В гектарном, засаженном по углам молодыми топольками дворе шла ежеутренняя кормежка лекарствами. Больные, кое-как выстроив очередь, медленно двигались к намертво врытому в землю одноногому, под старым осокорем столу. За столом, пригорюнясь, сидела медсестра Клаша. Она одним глазком зазирала в лежащий на столе список, левой рукой на ощупь брала таблетки, лежавшие в шести разноцветных ящичках, правой ставила галочки в списке.
Весь вид Клаши говорил об одном: «Меня, теплую, сладкую, запихнули в эту дыру, в эту дурхату, и что теперь с этим поделать, я не знаю…»
Клаша высыпала таблетки на исписанный кривыми ученическими цифрами листок, затем листок брал санитар, согнув его вдвое, передавал очередному больному. Больные отходили, вбрасывали таблетки в рот – кто по одной, кто все разом – и тут же попадали в руки санитару другому. Чаще всего этим другим оказывался глуховатый, с бурым печеночным лицом, обсыпанным желтоватой кабаньей щетиной, Санек. Твердо «сполняя» распоряжение начальства, он сначала перехватывал руки больного, затем разворачивал его к солнцу, в этот час обычно уже выскакивавшему из-за высоченного отделенческого забора, заставлял разевать рот. Если ему казалось, что больной где-то за щекой прячет таблетки, Санек, придерживая больного левой здоровенной рукой, которую здесь называли «клешней», другой рукой бережно лез больному в рот, оттягивал книзу большим пальцем губу нижнюю, средним приподнимал верхнюю, а указательным, коричневым, пахнущим йодом и хлоркой, шарил под нёбом, шуровал в защечинах, трогал нежный язычок гортани. Серову палец этот всегда хотелось прокусить до крови, насквозь; чтобы этого не сделать, он крепче стискивал зубы, морщась от спертокислого дыхания глухаря-Санька:
– Р-ротик, Серов! Р-отик!
Через несколько дней крик этот стал подводить к какому-то жизненному пределу, стал замыкать навечно тяжкий квадрат двора, сплюснутое лиловое солнце прыгало в глазах, остановившийся воздух лишал дыхания…

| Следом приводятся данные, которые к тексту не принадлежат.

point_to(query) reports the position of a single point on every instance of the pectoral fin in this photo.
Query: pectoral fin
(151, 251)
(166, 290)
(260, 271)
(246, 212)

А ведь поначалу выходы во двор из мрачноватого трехэтажного здания больницы показались Серову избавлением: избавлением от расширенных зрачков и слезящихся глаз обитателей отделения, от таинственных, а потому пугающих манипуляций сестер, от жадной, дико ускоряемой и от этого нечистоплотной любви Калерии, вызывавшей его в часы отсутствия Хосяка в какие-то процедурные и физиотерапевтические кабинеты, укладывавшей на диванчики, кушетки…
– Рротик, Серов! Язык, язычок! – продолжал вибрировать над ухом Санек. – К щеке, к щеке язык! – полукричал-полувсхлипывал он.